First: semantic search retrieves what seems related, not what's correct. It will hand you the old queue-decision doc with the same confidence it would hand you a doc that mentions queues but decided the opposite. Similar to your question is not the same as true for your case.
Second: embeddings carry the bias of the moment they were generated. If you indexed the docs three months ago and your team's vocabulary moved, the vibe ages. Retrieval with no freshness is a stale photo of your own collection.
Third: the temptation to trust the first result. The value of a queryable base isn't that it gives you an answer. It's that it gives you the pointer to the source, which you open and read. The instant you treat a search result as truth instead of a candidate, you've traded a graveyard for a confident source of errors.
Retrieval doesn't give you the answer. It gives you the pointer to the source. Whether the source holds up is your call, after you open it.

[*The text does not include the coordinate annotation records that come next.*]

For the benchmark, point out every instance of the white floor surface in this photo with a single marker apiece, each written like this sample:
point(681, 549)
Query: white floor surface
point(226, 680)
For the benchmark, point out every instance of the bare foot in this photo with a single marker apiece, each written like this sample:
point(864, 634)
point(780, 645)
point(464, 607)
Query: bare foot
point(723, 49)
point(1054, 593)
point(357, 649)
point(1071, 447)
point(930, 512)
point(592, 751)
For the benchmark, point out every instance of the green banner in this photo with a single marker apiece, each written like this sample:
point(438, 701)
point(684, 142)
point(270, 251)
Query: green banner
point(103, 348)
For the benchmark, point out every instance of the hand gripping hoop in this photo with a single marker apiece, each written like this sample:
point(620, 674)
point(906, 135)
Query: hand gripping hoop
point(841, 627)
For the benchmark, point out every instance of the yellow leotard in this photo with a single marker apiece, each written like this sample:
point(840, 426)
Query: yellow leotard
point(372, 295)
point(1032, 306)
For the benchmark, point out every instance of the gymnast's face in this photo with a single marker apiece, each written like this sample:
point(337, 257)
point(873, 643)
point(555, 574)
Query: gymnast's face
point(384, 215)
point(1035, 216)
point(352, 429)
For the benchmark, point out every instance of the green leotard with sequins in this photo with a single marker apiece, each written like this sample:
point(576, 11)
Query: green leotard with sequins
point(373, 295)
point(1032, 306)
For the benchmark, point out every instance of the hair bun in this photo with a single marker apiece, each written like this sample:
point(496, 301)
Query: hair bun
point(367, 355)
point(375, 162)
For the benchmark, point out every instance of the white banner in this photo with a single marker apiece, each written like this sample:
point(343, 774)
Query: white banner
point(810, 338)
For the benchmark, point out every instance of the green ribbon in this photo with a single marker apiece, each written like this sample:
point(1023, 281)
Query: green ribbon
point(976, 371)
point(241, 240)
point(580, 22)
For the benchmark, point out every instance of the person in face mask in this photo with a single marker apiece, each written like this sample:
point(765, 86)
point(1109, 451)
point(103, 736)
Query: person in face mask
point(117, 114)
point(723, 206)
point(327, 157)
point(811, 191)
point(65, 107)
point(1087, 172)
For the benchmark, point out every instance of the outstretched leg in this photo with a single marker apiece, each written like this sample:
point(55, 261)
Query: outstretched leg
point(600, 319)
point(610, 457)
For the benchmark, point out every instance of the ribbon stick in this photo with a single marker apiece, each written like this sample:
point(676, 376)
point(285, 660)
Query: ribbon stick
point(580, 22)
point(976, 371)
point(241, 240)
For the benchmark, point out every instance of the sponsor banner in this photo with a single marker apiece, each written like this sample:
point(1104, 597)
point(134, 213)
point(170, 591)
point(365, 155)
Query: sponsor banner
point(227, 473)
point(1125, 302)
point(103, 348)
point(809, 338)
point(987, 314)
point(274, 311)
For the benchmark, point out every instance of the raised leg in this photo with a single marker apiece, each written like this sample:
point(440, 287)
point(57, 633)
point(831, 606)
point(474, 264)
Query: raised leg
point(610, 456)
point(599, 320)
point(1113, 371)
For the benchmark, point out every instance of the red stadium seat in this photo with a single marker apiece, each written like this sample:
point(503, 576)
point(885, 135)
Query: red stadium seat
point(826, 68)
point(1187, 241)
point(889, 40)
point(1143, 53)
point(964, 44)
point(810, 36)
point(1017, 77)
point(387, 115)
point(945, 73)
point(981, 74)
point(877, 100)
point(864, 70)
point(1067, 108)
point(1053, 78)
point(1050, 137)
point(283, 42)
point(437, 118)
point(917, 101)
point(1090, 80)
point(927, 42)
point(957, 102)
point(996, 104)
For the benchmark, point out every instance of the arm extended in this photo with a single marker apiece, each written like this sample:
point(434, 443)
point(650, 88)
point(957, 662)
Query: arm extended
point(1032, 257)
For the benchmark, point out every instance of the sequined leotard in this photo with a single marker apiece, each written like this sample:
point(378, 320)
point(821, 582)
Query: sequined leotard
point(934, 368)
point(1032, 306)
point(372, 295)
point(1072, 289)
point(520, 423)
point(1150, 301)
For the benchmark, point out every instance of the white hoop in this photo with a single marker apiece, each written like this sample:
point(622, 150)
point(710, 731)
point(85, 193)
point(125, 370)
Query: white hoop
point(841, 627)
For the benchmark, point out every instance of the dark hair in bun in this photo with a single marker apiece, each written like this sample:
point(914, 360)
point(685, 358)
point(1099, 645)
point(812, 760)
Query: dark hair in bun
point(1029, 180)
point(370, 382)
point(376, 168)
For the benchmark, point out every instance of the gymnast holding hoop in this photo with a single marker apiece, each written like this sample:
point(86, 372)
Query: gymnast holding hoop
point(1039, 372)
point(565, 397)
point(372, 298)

The criteria that matter more than the tool
The question is never "which retrieval tool is best". It's "which one can I own, audit, and abandon without pain". My criteria, in order:
- Local first. Your collection is decisions, client context, half-formed strategy. That doesn't belong in a third party's by default. Local retrieval keeps what's private, private.
- ** before before .** If a tool gives me a real command line, I can script it, schedule it, and inspect it. The further down that list you go, the more locked into the tool you get and the less you can see what it does inside. The simplest surface that works is usually the most durable.
- Verify before you trust. Every retrieval returns candidates. The step that separates a useful base from a hallucination factory is opening the source and checking it before acting on it.
Implementing this depends on your collection, your risk, and your tolerance for stale information, which is why no honest post hands it to you as a recipe. What generalizes is the criteria.
The position
Markdown is where the repository remembers. But memory you can't retrieve isn't memory, it's storage. The graveyard isn't a format problem, it's a retrieval problem. You don't lose the decision because it was the wrong file extension. You lose it because nothing answers "where did we decide X, and why?" without you remembering the filename first.
The honest measure of your knowledge base isn't how many files it has. It's how long it takes, right now, to find the queue decision. If the answer is "first I need to remember where I put it", you don't have a base. You have a well-organized graveyard.
The good news is the fix is no longer exotic. A project like QMD proves you can run a real queryable base locally, today, over your own files. The tool will change. The criterion won't: can you find the decision, right now?